Dari perkawinan ini gerakan politik seolah mendapatkan basis legitimasi metafisis dari teologi sehingga dikesankan tampil sebagai gerakan jihad fi sabilillah, bukan saja semata merebut kursi profan kekuasaan melainkan juga sekaligus menegakkan peran sakral amar ma'ruf nahyil munkar. Sebaliknya, ormas keagamaan mendapatkan keuntungan finansial dan legitimasi konstitusional ketika didukung kekuatan partai politik.

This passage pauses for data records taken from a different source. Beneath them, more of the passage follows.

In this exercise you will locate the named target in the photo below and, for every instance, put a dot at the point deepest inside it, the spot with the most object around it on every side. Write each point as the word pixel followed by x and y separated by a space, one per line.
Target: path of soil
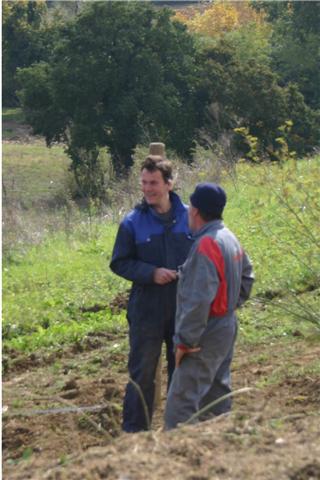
pixel 273 432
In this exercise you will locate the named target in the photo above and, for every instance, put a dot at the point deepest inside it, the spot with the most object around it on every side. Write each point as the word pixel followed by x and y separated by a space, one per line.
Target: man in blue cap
pixel 214 281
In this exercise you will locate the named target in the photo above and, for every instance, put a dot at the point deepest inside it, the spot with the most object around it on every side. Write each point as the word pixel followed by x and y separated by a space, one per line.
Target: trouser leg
pixel 221 386
pixel 195 376
pixel 170 356
pixel 143 360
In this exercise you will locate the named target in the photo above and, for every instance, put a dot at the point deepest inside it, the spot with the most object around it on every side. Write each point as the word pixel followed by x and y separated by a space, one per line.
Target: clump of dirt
pixel 272 433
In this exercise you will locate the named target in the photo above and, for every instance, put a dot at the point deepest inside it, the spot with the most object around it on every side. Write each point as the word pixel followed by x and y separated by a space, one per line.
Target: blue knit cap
pixel 209 198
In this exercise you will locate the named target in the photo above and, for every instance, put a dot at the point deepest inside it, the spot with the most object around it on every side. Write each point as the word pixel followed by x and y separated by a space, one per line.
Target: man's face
pixel 192 213
pixel 154 188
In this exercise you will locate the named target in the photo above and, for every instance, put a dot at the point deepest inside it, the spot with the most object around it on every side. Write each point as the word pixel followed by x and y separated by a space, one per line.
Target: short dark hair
pixel 152 163
pixel 209 217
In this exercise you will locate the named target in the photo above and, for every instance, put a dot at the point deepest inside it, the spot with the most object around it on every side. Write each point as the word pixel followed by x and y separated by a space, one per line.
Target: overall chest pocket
pixel 151 250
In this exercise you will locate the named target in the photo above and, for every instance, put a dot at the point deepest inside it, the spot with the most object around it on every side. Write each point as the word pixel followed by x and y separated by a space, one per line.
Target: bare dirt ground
pixel 272 433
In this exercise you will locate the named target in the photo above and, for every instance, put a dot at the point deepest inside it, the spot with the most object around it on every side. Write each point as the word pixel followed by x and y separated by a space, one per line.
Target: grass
pixel 49 289
pixel 56 255
pixel 35 175
pixel 12 115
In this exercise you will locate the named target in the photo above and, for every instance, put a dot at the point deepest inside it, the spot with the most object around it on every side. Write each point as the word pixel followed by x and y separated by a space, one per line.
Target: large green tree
pixel 23 41
pixel 295 44
pixel 121 73
pixel 245 92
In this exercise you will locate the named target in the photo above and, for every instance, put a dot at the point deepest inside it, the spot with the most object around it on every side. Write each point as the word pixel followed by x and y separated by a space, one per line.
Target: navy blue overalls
pixel 143 243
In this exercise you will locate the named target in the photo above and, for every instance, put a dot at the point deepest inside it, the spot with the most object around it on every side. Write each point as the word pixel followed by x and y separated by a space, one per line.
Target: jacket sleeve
pixel 197 289
pixel 124 260
pixel 247 280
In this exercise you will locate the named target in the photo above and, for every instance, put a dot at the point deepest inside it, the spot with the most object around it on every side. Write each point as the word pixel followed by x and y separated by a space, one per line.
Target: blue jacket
pixel 143 243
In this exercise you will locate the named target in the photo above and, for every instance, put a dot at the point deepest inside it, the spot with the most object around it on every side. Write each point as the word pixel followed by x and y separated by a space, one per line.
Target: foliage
pixel 295 44
pixel 255 101
pixel 221 17
pixel 59 290
pixel 26 39
pixel 136 83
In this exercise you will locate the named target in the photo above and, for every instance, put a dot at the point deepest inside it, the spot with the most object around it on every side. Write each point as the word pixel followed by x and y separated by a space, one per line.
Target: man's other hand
pixel 162 276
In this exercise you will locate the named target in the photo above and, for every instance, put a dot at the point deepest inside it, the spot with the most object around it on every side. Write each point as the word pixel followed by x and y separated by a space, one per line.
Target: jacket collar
pixel 176 203
pixel 214 224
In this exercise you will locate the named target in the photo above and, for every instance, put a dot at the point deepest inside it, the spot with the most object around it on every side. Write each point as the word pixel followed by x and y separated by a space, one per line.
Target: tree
pixel 121 72
pixel 295 44
pixel 23 42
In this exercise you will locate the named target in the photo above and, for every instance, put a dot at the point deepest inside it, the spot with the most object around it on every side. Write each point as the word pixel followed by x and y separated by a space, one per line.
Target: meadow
pixel 65 332
pixel 56 255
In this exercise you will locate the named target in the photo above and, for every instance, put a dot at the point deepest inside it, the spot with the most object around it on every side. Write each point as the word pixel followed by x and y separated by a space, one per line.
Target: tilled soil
pixel 272 433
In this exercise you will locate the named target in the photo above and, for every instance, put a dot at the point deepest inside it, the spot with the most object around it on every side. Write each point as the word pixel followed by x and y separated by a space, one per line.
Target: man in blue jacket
pixel 214 281
pixel 153 240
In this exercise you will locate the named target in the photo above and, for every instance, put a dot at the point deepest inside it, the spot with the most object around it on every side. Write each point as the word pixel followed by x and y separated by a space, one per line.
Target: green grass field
pixel 49 285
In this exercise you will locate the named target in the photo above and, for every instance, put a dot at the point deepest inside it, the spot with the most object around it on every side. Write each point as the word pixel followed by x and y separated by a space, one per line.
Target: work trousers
pixel 145 349
pixel 203 377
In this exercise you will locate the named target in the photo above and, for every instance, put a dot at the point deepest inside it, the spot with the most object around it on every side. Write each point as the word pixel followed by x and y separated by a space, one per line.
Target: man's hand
pixel 182 350
pixel 162 276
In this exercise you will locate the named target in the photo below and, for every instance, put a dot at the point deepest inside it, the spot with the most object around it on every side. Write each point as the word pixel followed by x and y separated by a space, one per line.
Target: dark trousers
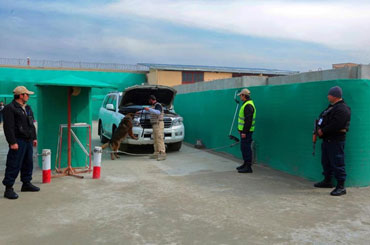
pixel 246 147
pixel 19 160
pixel 332 159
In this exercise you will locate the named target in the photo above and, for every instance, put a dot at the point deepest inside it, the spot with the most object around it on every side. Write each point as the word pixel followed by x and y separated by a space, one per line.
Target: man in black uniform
pixel 332 127
pixel 20 133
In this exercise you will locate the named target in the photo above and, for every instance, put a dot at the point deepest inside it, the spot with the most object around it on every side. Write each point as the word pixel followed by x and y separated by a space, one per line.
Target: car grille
pixel 145 123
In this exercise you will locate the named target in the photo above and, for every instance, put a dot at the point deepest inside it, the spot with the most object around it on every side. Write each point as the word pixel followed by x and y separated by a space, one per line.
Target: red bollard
pixel 97 162
pixel 46 169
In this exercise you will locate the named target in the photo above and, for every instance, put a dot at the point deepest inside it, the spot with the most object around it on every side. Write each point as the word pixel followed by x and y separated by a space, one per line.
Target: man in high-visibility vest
pixel 246 120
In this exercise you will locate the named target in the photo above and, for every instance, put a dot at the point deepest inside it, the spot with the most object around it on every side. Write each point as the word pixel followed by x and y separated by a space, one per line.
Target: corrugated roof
pixel 218 69
pixel 75 81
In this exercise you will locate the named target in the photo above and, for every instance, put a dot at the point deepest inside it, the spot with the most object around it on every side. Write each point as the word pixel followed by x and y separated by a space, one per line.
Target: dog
pixel 124 129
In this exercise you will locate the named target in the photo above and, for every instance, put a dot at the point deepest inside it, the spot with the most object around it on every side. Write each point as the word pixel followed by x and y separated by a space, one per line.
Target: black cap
pixel 336 92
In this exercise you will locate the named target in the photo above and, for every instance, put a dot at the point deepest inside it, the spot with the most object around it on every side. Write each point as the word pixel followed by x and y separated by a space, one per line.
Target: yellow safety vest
pixel 241 116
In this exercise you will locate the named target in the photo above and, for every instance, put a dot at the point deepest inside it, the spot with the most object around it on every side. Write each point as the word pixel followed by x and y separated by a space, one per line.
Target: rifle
pixel 314 137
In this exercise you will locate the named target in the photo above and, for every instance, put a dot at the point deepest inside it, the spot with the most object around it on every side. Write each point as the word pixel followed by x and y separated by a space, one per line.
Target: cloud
pixel 339 24
pixel 94 28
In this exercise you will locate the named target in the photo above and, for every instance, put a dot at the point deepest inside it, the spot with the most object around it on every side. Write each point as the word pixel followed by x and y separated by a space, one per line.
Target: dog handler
pixel 247 116
pixel 20 133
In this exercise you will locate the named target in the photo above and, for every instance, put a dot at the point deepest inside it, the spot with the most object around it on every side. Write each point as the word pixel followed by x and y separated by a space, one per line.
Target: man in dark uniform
pixel 247 115
pixel 20 133
pixel 332 127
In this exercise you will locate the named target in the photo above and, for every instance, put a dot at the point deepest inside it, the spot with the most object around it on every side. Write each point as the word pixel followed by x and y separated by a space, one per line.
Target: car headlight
pixel 136 122
pixel 177 121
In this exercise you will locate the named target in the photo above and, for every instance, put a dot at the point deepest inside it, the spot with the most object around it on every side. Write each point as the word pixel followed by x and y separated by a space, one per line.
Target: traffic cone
pixel 97 162
pixel 46 169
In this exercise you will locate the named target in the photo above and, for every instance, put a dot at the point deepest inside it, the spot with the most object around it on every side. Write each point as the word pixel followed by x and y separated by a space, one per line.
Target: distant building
pixel 341 65
pixel 172 75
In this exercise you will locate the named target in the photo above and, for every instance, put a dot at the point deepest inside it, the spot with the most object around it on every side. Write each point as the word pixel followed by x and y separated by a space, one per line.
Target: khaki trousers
pixel 158 136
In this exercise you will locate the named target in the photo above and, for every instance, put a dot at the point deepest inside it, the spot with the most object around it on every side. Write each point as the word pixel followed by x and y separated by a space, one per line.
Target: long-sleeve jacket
pixel 335 121
pixel 18 123
pixel 248 118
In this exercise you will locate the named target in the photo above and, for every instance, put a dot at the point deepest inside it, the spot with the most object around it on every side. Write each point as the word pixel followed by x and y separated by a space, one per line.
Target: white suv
pixel 117 104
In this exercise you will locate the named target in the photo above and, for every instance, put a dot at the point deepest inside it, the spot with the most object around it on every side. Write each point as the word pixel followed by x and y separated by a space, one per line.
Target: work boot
pixel 240 167
pixel 153 156
pixel 10 193
pixel 29 187
pixel 161 156
pixel 326 183
pixel 339 190
pixel 246 169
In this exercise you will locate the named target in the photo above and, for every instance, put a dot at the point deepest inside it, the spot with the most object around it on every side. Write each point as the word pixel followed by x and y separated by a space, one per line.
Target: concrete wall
pixel 236 82
pixel 358 72
pixel 210 76
pixel 174 78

Gerakan politik secara kuantitatif diuntungkan gerakan keagamaan yang biasanya sangat mudah memobilisasi massa, gerakan keagamaan mendapatkan dukungan moral dari kaum politisi yang biasanya fasih berbicara UU dan memiliki modal sosial kuat untuk meraih kursi kekuasaan atau minimal memiliki akses ke kekuasaan. Perkawinan `siri' ini, apabila tidak dihentikan, dapat mempercepat keruntuhan bangunan keindonesiaan yang majemuk.

Rumusan `Ketuhanan yang Berkebudayaan' yang diusulkan Bung Karno dan atau jauh ke belakang ikrar kaum muda pada 28 November 1928 masih tetap relevan untuk kita artikulasikan dalam politik harian kebangsaan untuk semakin menegaskan eksistensi keindonesiaan.Bangsa ini akan besar ketika penghayatan keagamaan (ketuhanan) tetap dipijakkan di atas hamparan halaman kebudayaan, pada kearifan lokal yang bertebaran sepanjang garis khatulistiwa, dalam palung puak yang jumlahnya ratusan. Kepada bahasa Indonesia, tanah air, dan kebangsaan seharusnya kita bermufakat untuk tetap menjunjung tinggi dan tak lelah mendorong lahirnya negara kesejahteraan dalam payung politik multikulturalisme kewargaan.